How does this actually work? Here’s an example (as best I understand it–here are some others from people who actually have experience using this technology):

If you have click stream data, in standard apache format, and you want to be able to have it stored in a database and highly available for a few specific queries, Cassandra might be a good choice. Here’s a line of my clickstream, from my blog:

157.55.39.40 - - [15/Oct/2014:08:03:30 -0600] "GET /wordpress/archives/date/2007/07 HTTP/1.1" 200 66258 "-" "Mozilla/5.0 (compatible; bingbot/2.0; +http://www.bing.com/bingbot.htm)"

This is time based data, and has some valuable information, and some not so valuable information. What things might I be interested in querying on? Well, I might care about the user agent, request time, ip address, status code, or URL path requested. I probably don’t care about the HTTP method, HTTP version or the bytes served. But, for the sake of this example, let’s say my application needs to show the location of the most recent 1000 users for a given country, for a fancy widget for my website. I will use maxmind or a similar service for mapping ip addresses to country. That’s all I care about. (Yes, I know this is contrived–I had to revise this example a couple of times to make it fit with Cassandra’s usage model.) I would set up in this ‘table’ in Cassandra.


CREATE TABLE IF NOT EXISTS location (
country text,
time timestamp,
user_agent text,
status_code int,
path text,
PRIMARY KEY (text, time)
)

In this table, country is the partition key, and time is the clustering key. That means that this query: select location from location where country = 'USA' limit 1000; will be screaming fast. If I wanted to look at paths requested by time, I would not add an index to this table, but instead create another whole table, say request_path. Then my insertion code would write to both location and request_path. And then clients that wanted path information would use the specific table. Yup, denormalization is the name of the game.

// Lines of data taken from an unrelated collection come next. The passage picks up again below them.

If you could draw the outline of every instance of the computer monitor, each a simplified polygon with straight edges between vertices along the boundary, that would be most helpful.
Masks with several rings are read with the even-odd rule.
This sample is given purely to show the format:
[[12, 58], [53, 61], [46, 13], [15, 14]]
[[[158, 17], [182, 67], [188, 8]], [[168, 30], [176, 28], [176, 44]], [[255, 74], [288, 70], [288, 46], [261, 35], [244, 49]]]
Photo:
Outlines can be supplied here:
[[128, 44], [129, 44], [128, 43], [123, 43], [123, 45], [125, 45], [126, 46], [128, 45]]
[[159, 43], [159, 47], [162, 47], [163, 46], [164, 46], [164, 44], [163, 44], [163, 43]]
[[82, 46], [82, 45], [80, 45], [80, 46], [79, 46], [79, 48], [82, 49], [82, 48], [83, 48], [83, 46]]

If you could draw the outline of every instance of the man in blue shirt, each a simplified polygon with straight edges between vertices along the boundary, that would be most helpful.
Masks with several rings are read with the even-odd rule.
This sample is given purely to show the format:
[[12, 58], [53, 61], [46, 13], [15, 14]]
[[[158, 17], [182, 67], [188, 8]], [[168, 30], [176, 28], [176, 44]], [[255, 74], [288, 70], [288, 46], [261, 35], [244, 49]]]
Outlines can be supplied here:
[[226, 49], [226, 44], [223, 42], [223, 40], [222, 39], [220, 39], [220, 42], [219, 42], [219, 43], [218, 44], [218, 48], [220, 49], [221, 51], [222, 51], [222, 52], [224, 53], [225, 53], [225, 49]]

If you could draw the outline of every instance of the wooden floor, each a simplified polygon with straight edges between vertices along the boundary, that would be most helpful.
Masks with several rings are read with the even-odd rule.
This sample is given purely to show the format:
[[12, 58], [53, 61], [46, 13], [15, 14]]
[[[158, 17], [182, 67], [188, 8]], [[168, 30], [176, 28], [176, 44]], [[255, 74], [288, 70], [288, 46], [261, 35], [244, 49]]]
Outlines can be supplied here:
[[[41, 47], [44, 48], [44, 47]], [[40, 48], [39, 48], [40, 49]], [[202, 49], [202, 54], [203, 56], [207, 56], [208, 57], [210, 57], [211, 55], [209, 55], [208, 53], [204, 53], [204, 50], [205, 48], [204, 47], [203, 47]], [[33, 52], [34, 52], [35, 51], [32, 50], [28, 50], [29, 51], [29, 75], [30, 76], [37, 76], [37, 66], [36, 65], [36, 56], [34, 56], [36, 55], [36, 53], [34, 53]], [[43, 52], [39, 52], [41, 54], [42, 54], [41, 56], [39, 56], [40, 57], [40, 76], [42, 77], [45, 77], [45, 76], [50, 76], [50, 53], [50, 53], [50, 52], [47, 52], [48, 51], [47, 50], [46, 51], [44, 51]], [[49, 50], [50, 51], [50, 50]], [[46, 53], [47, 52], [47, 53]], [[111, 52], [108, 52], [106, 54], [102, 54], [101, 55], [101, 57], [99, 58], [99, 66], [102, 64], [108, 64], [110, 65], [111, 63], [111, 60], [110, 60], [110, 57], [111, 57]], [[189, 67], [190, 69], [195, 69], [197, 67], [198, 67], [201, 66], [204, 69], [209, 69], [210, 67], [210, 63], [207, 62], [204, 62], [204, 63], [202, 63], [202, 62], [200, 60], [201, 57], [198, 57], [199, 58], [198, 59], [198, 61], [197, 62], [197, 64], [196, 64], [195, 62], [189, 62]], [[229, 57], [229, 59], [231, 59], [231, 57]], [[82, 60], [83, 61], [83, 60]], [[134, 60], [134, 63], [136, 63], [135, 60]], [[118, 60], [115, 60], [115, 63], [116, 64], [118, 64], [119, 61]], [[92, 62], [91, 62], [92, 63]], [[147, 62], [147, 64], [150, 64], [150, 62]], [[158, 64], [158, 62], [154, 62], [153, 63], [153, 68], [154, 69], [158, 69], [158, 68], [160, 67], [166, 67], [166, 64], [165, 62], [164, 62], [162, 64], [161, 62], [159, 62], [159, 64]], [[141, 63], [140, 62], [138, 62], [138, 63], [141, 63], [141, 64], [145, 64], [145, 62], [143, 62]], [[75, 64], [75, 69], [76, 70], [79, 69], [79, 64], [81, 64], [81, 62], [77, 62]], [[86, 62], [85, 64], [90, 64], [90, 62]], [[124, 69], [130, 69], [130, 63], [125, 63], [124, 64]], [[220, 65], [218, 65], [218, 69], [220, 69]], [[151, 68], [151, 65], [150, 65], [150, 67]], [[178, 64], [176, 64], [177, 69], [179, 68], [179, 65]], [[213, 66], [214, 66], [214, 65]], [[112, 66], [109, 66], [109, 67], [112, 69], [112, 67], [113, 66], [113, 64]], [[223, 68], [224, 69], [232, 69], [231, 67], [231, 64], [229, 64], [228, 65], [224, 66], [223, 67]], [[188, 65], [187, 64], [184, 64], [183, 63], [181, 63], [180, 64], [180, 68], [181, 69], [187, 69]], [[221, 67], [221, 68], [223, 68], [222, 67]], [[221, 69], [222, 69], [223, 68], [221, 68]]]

This means that Cassandra has certain specific use cases, and that trying to use it as a general purpose data storage and query engine is foolish. Several presenters mentioned that Cassandra plus Apache Spark for general queries was a good solution.

Denormalization as standard operating procedure isn’t the only mind bending facet of Cassandra. Others:

  • the presenters also talked about the high availability and replication of Cassandra–you can actually configure it to be data center aware so that it automatically replicates data across different data centers.
  • For each keyspace (a set of tables, so similar to a schema), you specify how a replication factor–how many times each piece of data is stored.
  • For every read or write, you specify how many nodes must either agree or accept the data, respectively.
  • Adding nodes is the preferable way to deal with scale. You can add a node easily, and Cassandra will auto partition data and spread existing data across the new node.
  • The biggest Cassandra setup they mentioned was 75K nodes.
  • Each ‘row’ can have up to 2 billion records. If a row stretches across nodes, you’ll kill performance.
  • There’s a process called ‘compaction’ which is similar to Java’s garbage collection, and just like GC, you have to pay attention to how compaction works, because it will affect performance.

All in all, very interesting day, and I appreciated the experience. One more (interesting) tool to add to the toolbox.